Earlier this year Trump sacked Joseph Maguire as DNI, because a deputy of Maguire’s had briefed members of Congress on—yep—the Russians trying to interfere to help re-elect President Trump. Following Maguire’s firing, Admiral William McRaven wrote an op-ed in the Washington Post that quoted Edmund Burke’s famous line, “the only thing necessary for the triumph of evil is for good men to do nothing.” McRaven praised Maguire as “a man whose integrity was more important than his future employment,” said “there is no better officer, no better man and no greater patriot,” and warned that Maguire’s punishment for telling the truth should make Americans “deeply afraid for the future of the nation.” McRaven concluded:
When good men and women can’t speak the truth, when facts are inconvenient, when integrity and character no longer matter, when presidential ego and self-preservation are more important than national security—then there is nothing left to stop the triumph of evil.

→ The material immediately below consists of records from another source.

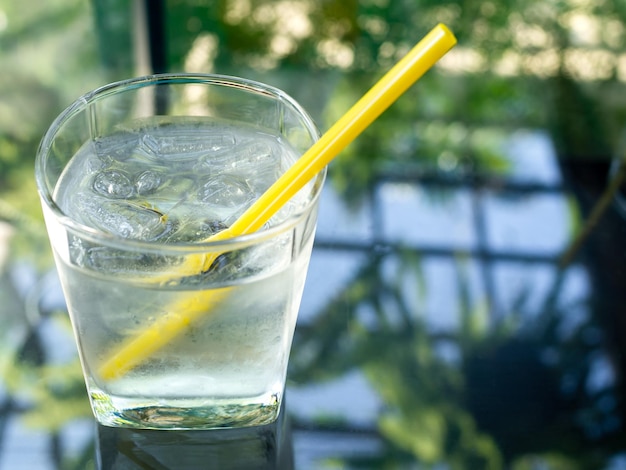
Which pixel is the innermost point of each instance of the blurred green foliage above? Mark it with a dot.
(551, 65)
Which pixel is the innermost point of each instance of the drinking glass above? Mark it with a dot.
(175, 327)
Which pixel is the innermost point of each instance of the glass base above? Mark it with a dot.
(185, 414)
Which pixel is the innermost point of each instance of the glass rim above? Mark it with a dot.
(113, 88)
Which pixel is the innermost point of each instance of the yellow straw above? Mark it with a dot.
(386, 91)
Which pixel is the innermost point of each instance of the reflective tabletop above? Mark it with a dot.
(466, 298)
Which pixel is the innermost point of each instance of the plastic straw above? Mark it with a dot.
(385, 92)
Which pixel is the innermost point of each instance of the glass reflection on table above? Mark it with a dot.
(256, 447)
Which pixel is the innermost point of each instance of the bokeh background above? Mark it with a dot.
(466, 304)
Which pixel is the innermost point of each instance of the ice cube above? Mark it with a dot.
(185, 146)
(118, 149)
(226, 191)
(113, 184)
(128, 220)
(147, 182)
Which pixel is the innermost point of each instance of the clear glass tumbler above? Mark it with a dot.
(177, 329)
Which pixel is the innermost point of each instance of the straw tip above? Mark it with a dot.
(445, 31)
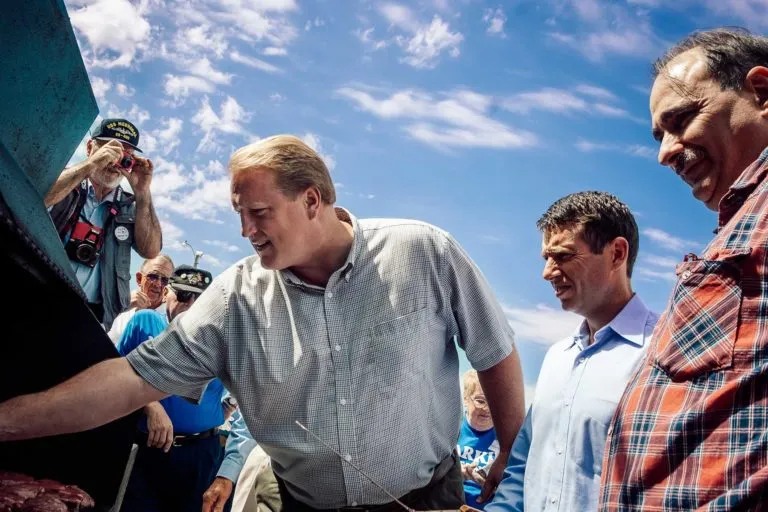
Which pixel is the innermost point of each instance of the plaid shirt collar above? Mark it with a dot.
(742, 188)
(629, 324)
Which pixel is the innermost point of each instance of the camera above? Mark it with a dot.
(127, 162)
(84, 246)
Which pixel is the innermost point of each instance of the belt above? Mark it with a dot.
(183, 439)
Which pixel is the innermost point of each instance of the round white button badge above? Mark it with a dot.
(122, 233)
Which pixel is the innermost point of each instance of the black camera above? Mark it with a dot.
(84, 246)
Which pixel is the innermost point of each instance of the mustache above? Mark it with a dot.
(684, 159)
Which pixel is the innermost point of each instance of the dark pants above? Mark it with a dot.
(444, 492)
(173, 481)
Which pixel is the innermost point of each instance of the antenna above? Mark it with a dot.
(406, 507)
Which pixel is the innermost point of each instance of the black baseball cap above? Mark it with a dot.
(118, 129)
(190, 279)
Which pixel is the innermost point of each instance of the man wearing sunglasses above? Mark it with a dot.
(152, 279)
(179, 448)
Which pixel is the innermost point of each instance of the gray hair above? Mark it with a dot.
(730, 52)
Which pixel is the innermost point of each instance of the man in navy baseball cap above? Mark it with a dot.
(99, 222)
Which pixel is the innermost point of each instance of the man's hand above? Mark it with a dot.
(159, 426)
(108, 154)
(140, 176)
(495, 473)
(217, 495)
(139, 300)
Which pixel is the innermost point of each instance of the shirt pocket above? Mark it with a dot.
(399, 350)
(698, 333)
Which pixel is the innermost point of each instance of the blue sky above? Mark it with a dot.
(471, 115)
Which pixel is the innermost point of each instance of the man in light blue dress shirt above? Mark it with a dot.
(590, 244)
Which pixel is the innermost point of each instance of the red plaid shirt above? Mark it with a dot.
(691, 431)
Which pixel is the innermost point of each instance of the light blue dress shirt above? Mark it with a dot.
(95, 212)
(557, 458)
(239, 446)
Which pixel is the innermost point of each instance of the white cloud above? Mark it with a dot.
(668, 241)
(425, 43)
(271, 50)
(655, 275)
(254, 63)
(229, 121)
(179, 87)
(660, 261)
(626, 42)
(495, 20)
(553, 100)
(100, 87)
(116, 31)
(225, 246)
(313, 141)
(596, 92)
(190, 41)
(542, 324)
(124, 90)
(457, 119)
(428, 43)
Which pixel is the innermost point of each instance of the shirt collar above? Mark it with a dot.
(629, 324)
(357, 244)
(742, 188)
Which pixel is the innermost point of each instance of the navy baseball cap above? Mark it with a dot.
(118, 129)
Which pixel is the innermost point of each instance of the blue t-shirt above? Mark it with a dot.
(187, 418)
(481, 448)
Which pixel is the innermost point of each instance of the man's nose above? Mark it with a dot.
(669, 150)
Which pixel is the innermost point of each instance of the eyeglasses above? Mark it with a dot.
(480, 402)
(184, 295)
(157, 277)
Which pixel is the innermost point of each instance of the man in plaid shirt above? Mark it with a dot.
(691, 431)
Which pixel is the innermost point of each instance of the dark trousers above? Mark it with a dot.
(173, 481)
(444, 492)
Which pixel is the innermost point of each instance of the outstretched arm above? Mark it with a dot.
(94, 397)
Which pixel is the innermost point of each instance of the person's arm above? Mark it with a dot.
(239, 446)
(509, 495)
(148, 236)
(109, 153)
(104, 392)
(504, 390)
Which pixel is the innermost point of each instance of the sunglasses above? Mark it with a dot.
(184, 295)
(157, 277)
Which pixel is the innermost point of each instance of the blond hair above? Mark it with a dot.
(471, 383)
(296, 165)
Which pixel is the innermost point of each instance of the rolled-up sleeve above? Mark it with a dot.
(183, 359)
(483, 331)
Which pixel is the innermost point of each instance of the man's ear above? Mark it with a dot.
(757, 83)
(619, 252)
(312, 201)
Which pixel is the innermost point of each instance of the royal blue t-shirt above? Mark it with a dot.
(187, 418)
(480, 447)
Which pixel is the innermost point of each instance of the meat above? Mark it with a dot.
(44, 503)
(21, 493)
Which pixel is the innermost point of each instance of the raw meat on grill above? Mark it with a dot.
(44, 503)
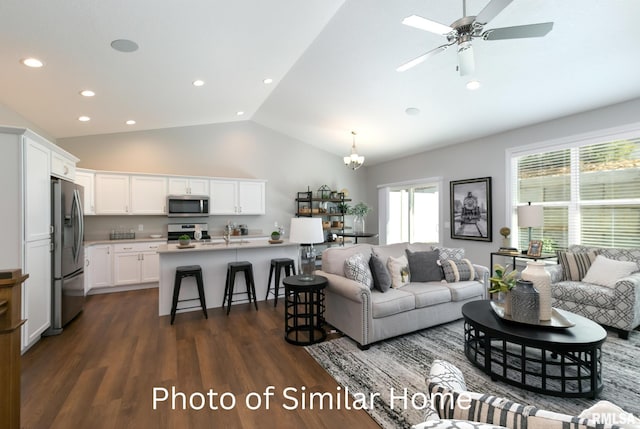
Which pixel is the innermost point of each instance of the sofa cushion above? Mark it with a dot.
(455, 271)
(333, 258)
(427, 294)
(380, 273)
(398, 270)
(356, 267)
(585, 294)
(423, 266)
(393, 301)
(390, 250)
(463, 290)
(606, 272)
(575, 265)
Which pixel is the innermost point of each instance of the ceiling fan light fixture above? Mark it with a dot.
(353, 161)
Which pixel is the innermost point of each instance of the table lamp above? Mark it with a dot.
(306, 231)
(530, 217)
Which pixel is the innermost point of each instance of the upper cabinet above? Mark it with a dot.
(86, 180)
(112, 194)
(237, 197)
(188, 186)
(148, 195)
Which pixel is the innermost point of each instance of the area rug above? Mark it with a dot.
(388, 380)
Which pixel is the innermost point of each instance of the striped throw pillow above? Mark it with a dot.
(575, 265)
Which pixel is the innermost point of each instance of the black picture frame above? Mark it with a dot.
(471, 209)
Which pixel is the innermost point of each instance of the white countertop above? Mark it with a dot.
(235, 244)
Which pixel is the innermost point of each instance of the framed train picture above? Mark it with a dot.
(471, 209)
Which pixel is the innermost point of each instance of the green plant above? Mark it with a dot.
(360, 209)
(504, 279)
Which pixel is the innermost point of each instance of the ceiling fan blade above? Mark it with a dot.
(427, 25)
(466, 62)
(491, 10)
(414, 62)
(518, 32)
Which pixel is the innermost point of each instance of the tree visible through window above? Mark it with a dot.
(590, 194)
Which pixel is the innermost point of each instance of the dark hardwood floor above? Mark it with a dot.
(102, 371)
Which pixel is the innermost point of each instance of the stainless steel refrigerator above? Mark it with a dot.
(67, 263)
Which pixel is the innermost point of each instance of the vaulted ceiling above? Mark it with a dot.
(333, 65)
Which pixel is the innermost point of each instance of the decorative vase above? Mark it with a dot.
(541, 280)
(525, 303)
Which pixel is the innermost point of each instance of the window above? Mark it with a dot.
(590, 193)
(411, 212)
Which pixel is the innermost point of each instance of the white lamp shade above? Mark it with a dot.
(530, 216)
(306, 230)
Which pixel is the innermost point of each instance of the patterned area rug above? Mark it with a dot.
(389, 367)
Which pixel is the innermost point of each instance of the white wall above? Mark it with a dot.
(238, 149)
(486, 157)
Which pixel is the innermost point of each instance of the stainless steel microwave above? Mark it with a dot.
(187, 205)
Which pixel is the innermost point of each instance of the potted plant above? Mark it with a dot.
(502, 282)
(360, 211)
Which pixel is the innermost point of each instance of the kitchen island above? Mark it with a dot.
(213, 258)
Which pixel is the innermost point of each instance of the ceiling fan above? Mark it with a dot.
(463, 30)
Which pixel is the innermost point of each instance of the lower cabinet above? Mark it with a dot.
(123, 264)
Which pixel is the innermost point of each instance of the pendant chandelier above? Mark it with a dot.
(354, 161)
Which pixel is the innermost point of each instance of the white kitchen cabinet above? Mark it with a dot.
(135, 263)
(37, 190)
(63, 167)
(100, 266)
(112, 194)
(148, 195)
(188, 186)
(36, 291)
(86, 180)
(239, 197)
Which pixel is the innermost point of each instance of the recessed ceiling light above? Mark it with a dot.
(472, 85)
(32, 62)
(124, 45)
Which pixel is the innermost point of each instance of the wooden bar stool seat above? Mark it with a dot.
(181, 273)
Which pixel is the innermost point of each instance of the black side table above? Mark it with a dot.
(303, 311)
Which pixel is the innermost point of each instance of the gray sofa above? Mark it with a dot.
(369, 315)
(617, 307)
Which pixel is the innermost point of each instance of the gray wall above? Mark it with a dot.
(238, 149)
(487, 157)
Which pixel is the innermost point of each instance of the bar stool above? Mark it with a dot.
(232, 269)
(277, 264)
(182, 272)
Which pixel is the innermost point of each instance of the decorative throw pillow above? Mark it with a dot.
(455, 271)
(606, 272)
(399, 271)
(356, 268)
(575, 265)
(424, 267)
(457, 254)
(380, 274)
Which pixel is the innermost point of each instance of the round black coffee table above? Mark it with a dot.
(564, 362)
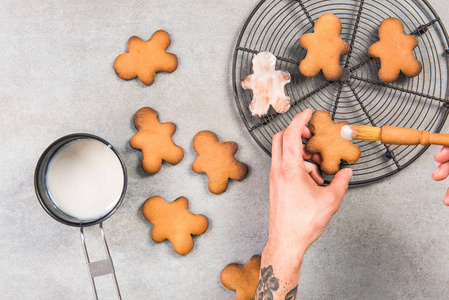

American voters may not know or care how damaging it is that we have become a satellite of the Russian Federation, but many good men who have devoted their careers to serving our country do. They know it’s just as pernicious if it wasn’t intentional as if it was. Either Trump duped the United States or the Russians duped him. Before Election Day, we need
Maguire, Mueller, McMaster, Mattis, and Coats to explain to the American public what will happen to our nation if we allow the triumph of Putin.